Variances estimated from group records using the univariate model were unbiased and consistent with those estimated from individual records, but with large standard error. In the bivariate analysis with group records for one trait and individual records for the other trait, our software was not able to handle the correlated residuals. Thus, the covariance was set to zero. Setting the residual covariance to zero could also be the reason for an underestimation of the residual variance and slight increase in the other variances. It needs a more sophisticated model and software to handle the residual covariance between a trait with group records and a trait with individual records. However, even though residual covariance was improperly forced to zero, the EBVs were unbiased. The present study also predicted BVs using the estimated (co)variance components instead of the true ones. The accuracy and unbiasedness of the resulting EBVs were close to those predicted using true (co)variances (results not shown). These results suggest that the BLUP model is robust for predicting BV using group records.

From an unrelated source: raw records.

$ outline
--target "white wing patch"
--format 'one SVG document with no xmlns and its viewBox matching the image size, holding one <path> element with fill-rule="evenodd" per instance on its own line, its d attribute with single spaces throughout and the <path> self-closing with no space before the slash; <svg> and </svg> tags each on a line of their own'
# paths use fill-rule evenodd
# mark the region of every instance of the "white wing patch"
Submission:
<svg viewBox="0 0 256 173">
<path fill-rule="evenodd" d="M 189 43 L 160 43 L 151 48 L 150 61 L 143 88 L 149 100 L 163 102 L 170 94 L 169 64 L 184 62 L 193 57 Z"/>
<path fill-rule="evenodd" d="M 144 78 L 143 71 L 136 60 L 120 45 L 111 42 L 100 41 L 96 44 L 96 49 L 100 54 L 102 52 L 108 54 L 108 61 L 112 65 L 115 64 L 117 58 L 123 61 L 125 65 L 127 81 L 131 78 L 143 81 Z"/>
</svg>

Practical uses of group records

In this study, using group records seemed very promising for predicting BVs for difficult or costly-to-measure traits. Several studies have investigated the use of group records for genetic evaluation in real livestock populations. Biscarini et al. (2008) and Biscarini et al. (2010) used cage records for predicting BVs of egg production in laying hens. Cooper et al. (2010) used pen records for predicting BVs of feed intake in beef cattle. Orengo et al. (2009) and Piles and Sánchez (2019) used cage records for estimating genetic parameters and comparing genetic effects in rabbit populations. Sánchez et al. (2014) used pen-average records for predicting BVs of feed intake in pigs. Compared with the previous ones, this study included more random effects (pen and litter) and integrated genomic information in the statistical model. However, the group record-related research was rarely observed in the application of small ruminants, such as sheep. It has been shown that there is decreased feed intake in sheep when sheep are housed in groups of less than four animals (Penning et al. 1993). Malik et al. (1996) used the pen-average record of feed intake instead of individual record for the selection of growth and efficiency in lambs. Still, individuals within the same pen could not be distinguished. The results of this study may support a cost-efficient strategy for predicting BVs of feed intake in sheep. The results of this study may support further uses of group records for genetic evaluation.

Conclusions

We conclude that group records are valuable for genetic evaluation of a trait that is difficult to record individually. Although genomic information can lead to a large increase in the accuracy of genetic evaluation for traits with group records, we did not confirm that the genotypic information is more important for group records than for individual records in predicting BVs. In addition, genetic evaluation for a trait with group records can be further improved by a multiple-trait model, including correlated traits with individual records. Finally, for efficient use of group records in genetic evaluation, a relatively small group size and close relationships between individuals within one group are needed.